Origin
While materialist understandings of the world, like the communist ideal, have been referred to on-and-off in world history, the word 'communism' came in vogue only with Karl Marx and Frederich Engels, and their Communist Manifesto.
The duo believed that global order would gradually, and inevitably, move to a system where there would be no private ownership, and all means of production would be owned by the public.
To that end, they sought to speed up the process, calling the capitalist system exploitative.
#visionaries
Capitalism vs Socialism
Although the words ‘communism’ and ‘socialism’ were used interchangeably, they have always been distinct. For Marx and Engels, socialism was the segway between capitalism and communism—where the proletariat (the working class) would run the government and the economy, but still find a reason to pay people according to how long or well they worked.
Or, well, that’s what they claimed.
Today, communism is considered to be more of a cult group.
History
The 19th century saw Marxism spread like wildfire across Asia, Africa, Eastern Europe and South America. But it’s downfall was even more swift— exposing flaws in the communist ideal.

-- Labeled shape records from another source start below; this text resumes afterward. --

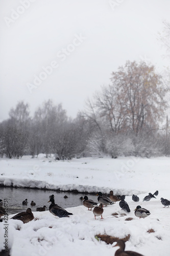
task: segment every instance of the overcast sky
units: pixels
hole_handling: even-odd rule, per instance
[[[127,60],[162,71],[158,41],[169,0],[0,0],[0,120],[23,100],[76,117],[86,99]]]

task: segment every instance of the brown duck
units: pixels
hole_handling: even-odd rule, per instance
[[[95,220],[95,216],[101,216],[101,219],[104,219],[102,217],[102,214],[103,214],[103,204],[101,203],[99,205],[99,206],[95,206],[93,210],[93,214],[94,215]]]
[[[19,220],[22,221],[23,223],[28,223],[29,221],[32,221],[34,219],[34,217],[31,208],[28,208],[26,212],[20,212],[11,219]]]
[[[125,251],[125,243],[123,240],[118,240],[116,245],[113,246],[119,246],[119,249],[116,250],[114,256],[143,256],[143,255],[132,251]]]
[[[0,218],[5,215],[5,209],[2,206],[0,206]]]

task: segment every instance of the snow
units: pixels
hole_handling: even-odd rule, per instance
[[[115,243],[108,245],[98,241],[95,236],[100,233],[120,239],[129,234],[126,249],[145,256],[166,255],[169,251],[170,207],[163,208],[160,202],[161,197],[170,199],[169,158],[86,158],[56,161],[42,154],[35,159],[3,159],[0,167],[0,184],[6,186],[106,193],[112,189],[114,194],[127,195],[125,201],[131,209],[129,213],[121,210],[118,202],[104,207],[103,220],[99,217],[95,220],[92,210],[83,205],[67,208],[73,214],[69,218],[60,219],[46,210],[33,212],[34,220],[27,224],[9,219],[11,256],[114,255],[118,249],[113,247]],[[142,201],[149,192],[156,190],[156,199]],[[133,194],[138,196],[139,202],[132,201]],[[134,210],[138,205],[149,210],[151,215],[144,219],[136,217]],[[118,215],[112,216],[114,212]],[[128,217],[132,220],[126,220]],[[4,222],[0,223],[1,241],[5,240],[4,225]],[[155,232],[147,232],[150,229]],[[1,242],[0,251],[3,246]]]

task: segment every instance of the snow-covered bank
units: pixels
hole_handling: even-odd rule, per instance
[[[5,185],[12,183],[18,186],[103,193],[109,193],[111,189],[114,194],[129,195],[126,201],[131,209],[127,213],[121,210],[117,202],[104,207],[103,220],[97,217],[95,220],[92,211],[84,206],[67,208],[74,214],[69,218],[59,219],[46,210],[33,212],[34,220],[25,224],[9,220],[11,256],[113,256],[117,248],[99,242],[95,236],[99,233],[119,238],[130,234],[126,249],[145,256],[168,254],[170,207],[163,208],[160,199],[170,199],[169,158],[84,158],[56,162],[41,155],[33,159],[30,157],[2,159],[0,167],[0,182]],[[142,201],[149,192],[156,190],[159,190],[156,199]],[[138,194],[138,203],[132,201],[133,194]],[[55,201],[57,203],[57,195]],[[149,210],[151,215],[144,219],[136,217],[134,209],[138,205]],[[112,216],[115,212],[118,215]],[[128,217],[132,220],[126,220]],[[5,224],[0,223],[0,251],[4,246]],[[148,232],[151,229],[154,232]]]
[[[74,159],[55,161],[41,155],[38,159],[0,160],[0,184],[80,192],[132,195],[150,190],[169,189],[169,158],[142,159],[132,157]]]

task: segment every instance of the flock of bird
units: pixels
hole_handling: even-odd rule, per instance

Leaders like Stalin (and the failure of the great Russian communist experiment) served more as an embarrassment, with their totalitarian tendencies and clear desire for power. This coincided with the Cold War, and the fall of the Berlin Wall sealed communism’s fate.
Has communism evolved?
Today, only a handful of countries explicitly call themselves communist — Cuba, China, Laos, North Korea and Vietnam.
Despite the lives that the communist experiment claimed, affinity for the ideology seems to have sustained in many pockets. Newer generations, especially, are keener to embrace terms that were anathema to previous generations.